Good Night, and Good Luck is a movie about choices made by Edward Murrow late in his career with CBS. Edward Murrow was essentially in a sparring match with Senator Joseph McCarthy in which Murrow and his CBS team deliver a  blow to McCarthy’s momentum in his ‘fight’ on Communism. After this deliver by Murrow, McCarthy demanded to have a rebuttal on the show.

Three weeks later Senator McCarthy delivered his rebuttal. During McCarthy’s rebuttal, he repeatedly downed Murrow’s character. McCarthy claimed that Murrow was a part of several Communist organizations. Senator McCarthy never disputed any of the facts that Murrow presented in the newscast he delivered three weeks prior to McCarthy’s address.

Ultimately this this left Murrow in a sticky situation.

What should he do?

Should he defend himself against the false claims and risk his job for calling out a senator’s false claims and point out is falsehoods against Communism or just let it go? Ultimately, he chose the first option and I feel this was the right option.

Calling out injustices

No matter how powerful a person is, if they make false claims against you in the national spotlight, you must stand up for yourself. You must let the truth be known that the claims made are in no way, shape or form true. If you do not, you may seem like a walking mat and people will just walk all over you.

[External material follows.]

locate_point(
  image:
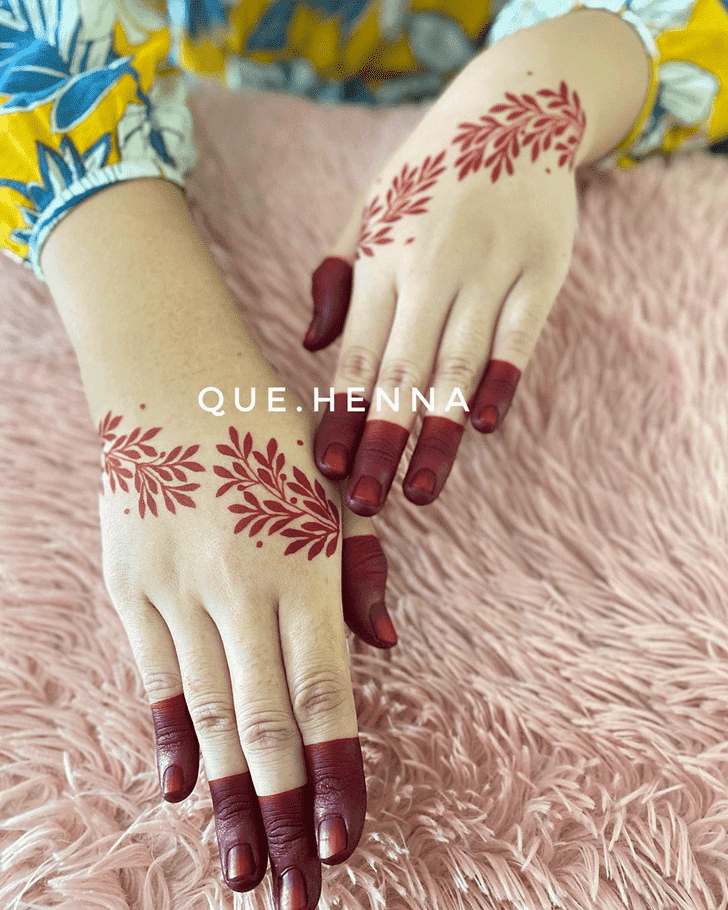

To back up your claims you should follow Murrow's example and give a theory as to why the person is making the claims. He said that anyone that did not agree with McCarthy’s ideals would result in McCarthy claiming that they were Communists. You must help give reasons as to why you are essentially being called out.

I have first-hand experience with this as I have been bullied by many people in my life. I have just realized in the last few years that no one left me alone until I started to stand up for myself and it has worked.

This article is about standing up for yourself and why to do it.

Courtesy of AmericanThings


Where Murrow went wrong

The part where I feel Murrow went wrong with his ethics was when he knew he was on thin ice, and he decided to try to get even with CBS and take out his revenge instead of sticking with his contract. He talked with his producer about getting back at CBS and I feel this is ethically wrong.

If another employer sees this, they will not be pleased. If you do this to someone they work for and they make you angry, who would want to hire you? If you could be a possible detriment to their company; why would they take the risk on you doing the same thing all over again? They will probably not hire you and you will have severe difficulty finding another job.

This article is about what not to say to your boss and it could get you fired.

Conclusion


There is a time and place to defend yourself, but there is a point of going too far. You must know when to pick your shots and take advantage of that. But on the flipside, if you know you are on thin ice do not embarrass the company by taking out your revenge on them. That is just being plain, old unethical.